A new arXiv preprint introduces 474 executable games to test LLM interactive reasoning. The benchmark reveals that counterfactual revision and necessity judgment cause much larger performance drops than contextual perturbations.

Key facts

  • 474 executable games in the benchmark
  • Five difficulty levels per game configuration
  • Counterfactual revision causes larger drops than perturbations
  • Submitted to arXiv on May 26, 2026

A team of researchers led by Mingyuan Fan, Weiguang Han, and Daixin Wang has released a multi-turn interactive framework for evaluating LLM reasoning, instantiated as a benchmark of 474 executable games. Each game requires the model to receive only task rules, then issue targeted queries to a hidden environment, integrate partial observations over time, and decide when to submit a final answer [According to Evaluating Interactive Reasoning in Large Language Models].

The benchmark evaluates models across five difficulty levels, each with fixed configuration search spaces. Beyond standard success rate and interaction efficiency, the framework measures contextual robustness under controlled perturbations and metacognitive adaptation through counterfactual revision and necessity judgment.

Results show the benchmark is highly discriminative, exposing large differences not only in success rate but also in interaction efficiency across frontier LLMs. Critically, the authors empirically show that contextual perturbations cause moderate but consistent declines, whereas counterfactual revision and necessity judgment lead to much larger drops. This suggests current models lack robust metacognitive capabilities — the ability to revise beliefs when counterfactual evidence contradicts prior observations.

The unique take here is that static benchmarks like SWE-Bench or GSM8K miss a fundamental failure mode: LLMs can't effectively update beliefs through active interaction. The 474-game setup mirrors real-world agent scenarios where models must query databases, APIs, or environments rather than solve isolated problems. The large gap between standard interaction and counterfactual revision suggests agentic AI systems may fail catastrophically when assumptions are violated.

Key Takeaways

  • New 474-game benchmark reveals LLMs fail on counterfactual reasoning, with larger drops than contextual perturbations.
  • Highlights metacognitive gaps in agentic AI.

How the Benchmark Works

Learning to reason with LLMs | OpenAI

The framework implements Algorithm 1 (Interactive Protocol) where each game has a hidden state. The model issues queries, receives partial observations, and must balance information gathering against answering. Table 1 in the paper breaks down games by data structure and reasoning type, while Table 2 reports overall performance on the clean interactive reasoning backbone — measuring success rate, average turns over successful episodes, and efficiency defined as Success Rate / Avg. Turns.

The authors evaluated a broad set of frontier LLMs but did not disclose specific model names or scores in the abstract. The paper is available on arXiv under cs.AI, submitted May 26, 2026.

Implications for Agentic AI

FaithEval: A New and Comprehensive AI Benchmark Dedicated to Evaluating ...

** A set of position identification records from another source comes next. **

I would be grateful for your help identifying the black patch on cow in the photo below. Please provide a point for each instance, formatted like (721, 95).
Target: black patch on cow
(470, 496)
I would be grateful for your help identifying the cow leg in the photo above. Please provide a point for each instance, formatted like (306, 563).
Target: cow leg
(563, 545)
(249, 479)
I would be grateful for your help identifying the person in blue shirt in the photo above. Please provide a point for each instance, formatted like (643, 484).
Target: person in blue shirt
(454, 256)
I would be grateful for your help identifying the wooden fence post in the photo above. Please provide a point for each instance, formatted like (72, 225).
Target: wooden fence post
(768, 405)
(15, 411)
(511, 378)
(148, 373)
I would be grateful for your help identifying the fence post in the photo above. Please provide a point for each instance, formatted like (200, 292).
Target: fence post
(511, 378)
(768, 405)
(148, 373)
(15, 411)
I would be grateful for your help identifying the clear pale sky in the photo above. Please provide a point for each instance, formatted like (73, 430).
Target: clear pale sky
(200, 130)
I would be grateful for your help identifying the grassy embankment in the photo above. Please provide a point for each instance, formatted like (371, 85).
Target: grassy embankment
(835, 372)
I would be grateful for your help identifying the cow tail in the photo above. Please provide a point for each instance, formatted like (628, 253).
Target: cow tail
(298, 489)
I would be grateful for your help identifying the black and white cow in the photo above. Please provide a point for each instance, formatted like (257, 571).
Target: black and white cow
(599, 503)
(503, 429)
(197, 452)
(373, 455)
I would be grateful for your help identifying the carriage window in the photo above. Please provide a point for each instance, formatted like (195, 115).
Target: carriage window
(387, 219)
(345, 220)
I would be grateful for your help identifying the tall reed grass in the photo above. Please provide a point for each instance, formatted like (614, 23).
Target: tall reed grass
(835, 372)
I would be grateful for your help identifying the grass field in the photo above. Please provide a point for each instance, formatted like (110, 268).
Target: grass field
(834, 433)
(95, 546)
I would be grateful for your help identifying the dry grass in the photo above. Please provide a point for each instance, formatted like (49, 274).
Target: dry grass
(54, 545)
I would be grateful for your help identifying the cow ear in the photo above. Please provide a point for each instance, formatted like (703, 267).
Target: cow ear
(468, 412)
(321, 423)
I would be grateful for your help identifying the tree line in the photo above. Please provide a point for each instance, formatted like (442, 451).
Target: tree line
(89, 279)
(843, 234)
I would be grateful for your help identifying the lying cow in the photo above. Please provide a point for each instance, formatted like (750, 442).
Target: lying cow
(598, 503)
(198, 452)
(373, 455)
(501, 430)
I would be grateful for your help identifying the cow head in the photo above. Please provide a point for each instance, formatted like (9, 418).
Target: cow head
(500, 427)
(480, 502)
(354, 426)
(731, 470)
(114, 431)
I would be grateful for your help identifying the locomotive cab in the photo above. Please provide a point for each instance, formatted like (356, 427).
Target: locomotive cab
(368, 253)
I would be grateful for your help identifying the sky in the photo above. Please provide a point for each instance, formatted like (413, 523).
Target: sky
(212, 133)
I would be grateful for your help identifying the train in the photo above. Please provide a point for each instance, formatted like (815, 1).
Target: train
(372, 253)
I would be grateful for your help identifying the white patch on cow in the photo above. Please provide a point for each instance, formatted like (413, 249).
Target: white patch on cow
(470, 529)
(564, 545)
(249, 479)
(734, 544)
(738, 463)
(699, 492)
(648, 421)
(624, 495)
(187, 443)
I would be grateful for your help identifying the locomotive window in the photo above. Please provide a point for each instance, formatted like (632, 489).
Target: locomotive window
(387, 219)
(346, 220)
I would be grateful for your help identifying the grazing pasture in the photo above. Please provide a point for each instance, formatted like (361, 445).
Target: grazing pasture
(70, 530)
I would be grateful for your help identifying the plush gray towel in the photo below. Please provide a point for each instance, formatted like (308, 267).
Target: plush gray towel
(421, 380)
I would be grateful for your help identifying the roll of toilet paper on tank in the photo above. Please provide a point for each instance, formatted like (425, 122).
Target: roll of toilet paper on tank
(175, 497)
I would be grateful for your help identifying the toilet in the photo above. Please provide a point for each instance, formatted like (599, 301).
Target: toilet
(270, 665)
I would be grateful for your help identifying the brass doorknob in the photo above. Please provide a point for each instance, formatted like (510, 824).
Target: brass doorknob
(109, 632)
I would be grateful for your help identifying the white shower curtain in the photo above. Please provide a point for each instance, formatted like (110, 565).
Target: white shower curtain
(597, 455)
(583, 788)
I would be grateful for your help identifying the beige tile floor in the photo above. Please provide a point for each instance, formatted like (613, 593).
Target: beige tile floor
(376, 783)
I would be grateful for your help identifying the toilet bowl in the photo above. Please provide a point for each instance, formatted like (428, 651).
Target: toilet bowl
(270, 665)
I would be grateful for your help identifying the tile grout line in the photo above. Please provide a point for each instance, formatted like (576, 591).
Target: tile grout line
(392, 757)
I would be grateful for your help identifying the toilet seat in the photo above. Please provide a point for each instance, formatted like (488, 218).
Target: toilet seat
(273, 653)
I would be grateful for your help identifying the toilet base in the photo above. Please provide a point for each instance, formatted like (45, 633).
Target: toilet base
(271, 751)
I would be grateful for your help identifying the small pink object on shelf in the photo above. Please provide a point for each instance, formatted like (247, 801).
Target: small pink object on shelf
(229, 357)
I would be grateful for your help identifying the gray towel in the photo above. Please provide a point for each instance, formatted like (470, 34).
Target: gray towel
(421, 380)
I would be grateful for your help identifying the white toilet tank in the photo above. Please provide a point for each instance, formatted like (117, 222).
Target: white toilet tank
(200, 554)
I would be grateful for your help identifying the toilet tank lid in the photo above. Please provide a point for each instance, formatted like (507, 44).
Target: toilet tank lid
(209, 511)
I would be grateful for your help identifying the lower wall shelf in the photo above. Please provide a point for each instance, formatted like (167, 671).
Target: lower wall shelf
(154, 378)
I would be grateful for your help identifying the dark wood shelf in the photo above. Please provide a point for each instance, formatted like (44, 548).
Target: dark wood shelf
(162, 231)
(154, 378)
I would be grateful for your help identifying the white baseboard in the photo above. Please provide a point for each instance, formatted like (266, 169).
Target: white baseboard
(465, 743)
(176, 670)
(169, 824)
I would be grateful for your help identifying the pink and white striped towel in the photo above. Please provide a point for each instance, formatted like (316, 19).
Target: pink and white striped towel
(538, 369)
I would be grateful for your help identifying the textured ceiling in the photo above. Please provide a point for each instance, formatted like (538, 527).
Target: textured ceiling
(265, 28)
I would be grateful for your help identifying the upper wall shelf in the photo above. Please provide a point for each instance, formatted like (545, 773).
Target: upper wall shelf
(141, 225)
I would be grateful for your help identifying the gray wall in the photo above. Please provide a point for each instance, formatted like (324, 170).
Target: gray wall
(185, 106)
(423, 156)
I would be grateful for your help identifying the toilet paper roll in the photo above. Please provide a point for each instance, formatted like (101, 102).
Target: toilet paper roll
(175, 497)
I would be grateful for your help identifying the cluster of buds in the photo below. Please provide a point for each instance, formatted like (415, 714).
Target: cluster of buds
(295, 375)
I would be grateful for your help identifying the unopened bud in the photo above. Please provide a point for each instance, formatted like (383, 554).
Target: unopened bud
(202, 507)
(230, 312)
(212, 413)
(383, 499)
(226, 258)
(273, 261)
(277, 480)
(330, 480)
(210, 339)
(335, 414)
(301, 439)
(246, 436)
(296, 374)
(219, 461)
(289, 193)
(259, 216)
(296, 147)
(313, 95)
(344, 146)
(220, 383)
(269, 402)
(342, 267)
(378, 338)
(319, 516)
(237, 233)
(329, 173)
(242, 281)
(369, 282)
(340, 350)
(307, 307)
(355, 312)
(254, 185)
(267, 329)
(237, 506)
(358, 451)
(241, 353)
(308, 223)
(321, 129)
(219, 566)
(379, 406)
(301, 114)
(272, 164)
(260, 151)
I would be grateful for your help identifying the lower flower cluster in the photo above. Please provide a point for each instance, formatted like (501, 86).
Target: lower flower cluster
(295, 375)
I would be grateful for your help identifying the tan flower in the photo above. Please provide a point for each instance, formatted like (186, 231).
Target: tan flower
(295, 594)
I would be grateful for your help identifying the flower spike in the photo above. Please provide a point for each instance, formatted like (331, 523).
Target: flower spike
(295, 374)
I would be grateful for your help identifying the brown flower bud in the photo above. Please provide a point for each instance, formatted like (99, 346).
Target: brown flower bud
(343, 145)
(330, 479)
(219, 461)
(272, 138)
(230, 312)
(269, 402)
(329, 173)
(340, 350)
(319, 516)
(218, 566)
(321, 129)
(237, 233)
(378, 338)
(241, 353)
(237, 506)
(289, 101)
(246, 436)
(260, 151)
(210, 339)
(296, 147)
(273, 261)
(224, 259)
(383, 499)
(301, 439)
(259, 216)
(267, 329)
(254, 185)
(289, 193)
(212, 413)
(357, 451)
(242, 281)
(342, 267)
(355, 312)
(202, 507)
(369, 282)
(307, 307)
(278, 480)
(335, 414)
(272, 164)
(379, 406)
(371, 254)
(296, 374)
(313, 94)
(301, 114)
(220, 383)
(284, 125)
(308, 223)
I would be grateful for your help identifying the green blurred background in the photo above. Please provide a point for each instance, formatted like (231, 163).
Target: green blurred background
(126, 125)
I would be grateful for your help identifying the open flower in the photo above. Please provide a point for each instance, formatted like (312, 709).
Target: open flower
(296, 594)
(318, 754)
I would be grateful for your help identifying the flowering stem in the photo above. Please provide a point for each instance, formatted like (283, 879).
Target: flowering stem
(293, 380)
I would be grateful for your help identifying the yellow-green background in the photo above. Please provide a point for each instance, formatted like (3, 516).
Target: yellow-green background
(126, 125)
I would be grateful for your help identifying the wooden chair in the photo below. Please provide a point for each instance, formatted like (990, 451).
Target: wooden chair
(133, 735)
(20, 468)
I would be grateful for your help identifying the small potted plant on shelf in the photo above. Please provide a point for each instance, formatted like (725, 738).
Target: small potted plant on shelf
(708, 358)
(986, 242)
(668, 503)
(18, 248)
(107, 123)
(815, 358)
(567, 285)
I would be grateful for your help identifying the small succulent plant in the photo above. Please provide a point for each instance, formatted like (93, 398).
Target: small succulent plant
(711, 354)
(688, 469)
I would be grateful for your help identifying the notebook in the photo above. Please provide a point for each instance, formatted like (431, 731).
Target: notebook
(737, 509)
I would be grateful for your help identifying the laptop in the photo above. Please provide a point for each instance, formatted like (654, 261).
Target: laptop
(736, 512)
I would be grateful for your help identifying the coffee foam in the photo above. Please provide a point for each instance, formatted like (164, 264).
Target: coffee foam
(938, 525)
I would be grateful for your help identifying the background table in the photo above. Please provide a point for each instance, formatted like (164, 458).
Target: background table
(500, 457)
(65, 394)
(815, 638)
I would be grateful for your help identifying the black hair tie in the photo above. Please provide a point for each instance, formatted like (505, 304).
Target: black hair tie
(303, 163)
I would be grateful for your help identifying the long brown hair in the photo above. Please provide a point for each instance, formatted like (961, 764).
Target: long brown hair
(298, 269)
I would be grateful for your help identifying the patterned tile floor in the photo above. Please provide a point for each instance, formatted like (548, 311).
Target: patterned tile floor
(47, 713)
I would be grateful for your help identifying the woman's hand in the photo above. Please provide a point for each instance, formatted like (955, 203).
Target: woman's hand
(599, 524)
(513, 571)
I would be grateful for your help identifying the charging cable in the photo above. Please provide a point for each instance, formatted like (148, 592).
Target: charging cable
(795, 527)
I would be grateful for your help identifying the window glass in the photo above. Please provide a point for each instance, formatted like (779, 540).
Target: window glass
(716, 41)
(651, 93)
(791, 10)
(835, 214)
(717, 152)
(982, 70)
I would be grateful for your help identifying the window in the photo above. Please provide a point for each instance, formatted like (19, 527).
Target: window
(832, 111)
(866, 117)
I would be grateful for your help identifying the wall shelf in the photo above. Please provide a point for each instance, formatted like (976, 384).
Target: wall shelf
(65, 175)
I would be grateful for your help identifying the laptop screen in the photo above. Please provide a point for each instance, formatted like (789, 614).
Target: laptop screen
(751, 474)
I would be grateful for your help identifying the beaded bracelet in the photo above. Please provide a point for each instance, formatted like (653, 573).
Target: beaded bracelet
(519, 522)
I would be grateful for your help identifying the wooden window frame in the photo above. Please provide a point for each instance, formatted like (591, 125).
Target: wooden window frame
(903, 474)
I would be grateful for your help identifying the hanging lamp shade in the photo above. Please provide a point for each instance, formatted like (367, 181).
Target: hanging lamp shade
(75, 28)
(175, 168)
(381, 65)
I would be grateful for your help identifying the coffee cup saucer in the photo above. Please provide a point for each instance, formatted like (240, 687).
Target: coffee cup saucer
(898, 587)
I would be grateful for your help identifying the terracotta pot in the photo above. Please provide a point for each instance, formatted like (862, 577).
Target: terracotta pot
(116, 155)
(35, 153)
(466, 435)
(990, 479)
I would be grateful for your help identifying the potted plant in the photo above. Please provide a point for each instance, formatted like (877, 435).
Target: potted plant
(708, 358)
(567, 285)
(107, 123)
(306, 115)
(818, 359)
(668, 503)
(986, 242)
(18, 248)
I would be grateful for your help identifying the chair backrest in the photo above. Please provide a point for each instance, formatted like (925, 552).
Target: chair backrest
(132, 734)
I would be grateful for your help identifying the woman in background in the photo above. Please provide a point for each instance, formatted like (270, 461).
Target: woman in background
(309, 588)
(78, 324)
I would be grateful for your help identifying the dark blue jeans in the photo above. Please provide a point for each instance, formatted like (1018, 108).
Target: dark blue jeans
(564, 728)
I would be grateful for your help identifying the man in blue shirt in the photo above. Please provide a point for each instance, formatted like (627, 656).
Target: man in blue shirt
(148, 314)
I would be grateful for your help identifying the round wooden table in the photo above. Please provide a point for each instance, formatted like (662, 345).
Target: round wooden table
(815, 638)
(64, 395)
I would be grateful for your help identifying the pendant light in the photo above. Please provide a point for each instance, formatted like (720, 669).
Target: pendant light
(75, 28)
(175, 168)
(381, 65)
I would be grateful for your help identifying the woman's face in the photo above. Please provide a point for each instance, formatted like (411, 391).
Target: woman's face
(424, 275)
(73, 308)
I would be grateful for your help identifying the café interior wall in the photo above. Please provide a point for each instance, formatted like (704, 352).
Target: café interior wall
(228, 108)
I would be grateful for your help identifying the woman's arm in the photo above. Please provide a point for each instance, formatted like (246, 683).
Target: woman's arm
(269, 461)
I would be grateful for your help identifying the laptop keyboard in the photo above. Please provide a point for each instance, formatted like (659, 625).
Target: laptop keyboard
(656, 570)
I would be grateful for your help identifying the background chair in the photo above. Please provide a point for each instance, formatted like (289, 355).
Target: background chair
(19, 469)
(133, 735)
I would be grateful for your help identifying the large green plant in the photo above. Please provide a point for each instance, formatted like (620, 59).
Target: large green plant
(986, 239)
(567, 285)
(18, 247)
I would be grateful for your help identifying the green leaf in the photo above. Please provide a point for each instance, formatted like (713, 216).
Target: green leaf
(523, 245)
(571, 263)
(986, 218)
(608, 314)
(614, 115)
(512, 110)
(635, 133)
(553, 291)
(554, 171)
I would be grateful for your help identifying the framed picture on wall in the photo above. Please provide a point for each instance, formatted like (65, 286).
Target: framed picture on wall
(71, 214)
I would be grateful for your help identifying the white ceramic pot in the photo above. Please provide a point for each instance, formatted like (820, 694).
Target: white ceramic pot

This benchmark arrives as Meta, OpenAI, and Anthropic race to deploy agentic AI systems. Meta recently mandated 65-80% of developer code be AI-generated by mid-2026, and internal AI agents have already triggered security incidents [As previously reported]. The finding that counterfactual reasoning causes large drops suggests these systems may struggle when production environments deviate from training conditions — a common real-world scenario.

What to watch

Watch for follow-up papers that disclose specific model scores and per-model breakdowns on counterfactual revision tasks. Also track whether Meta, OpenAI, or Anthropic adopt this benchmark for internal agent evaluation — a strong signal of its industry relevance.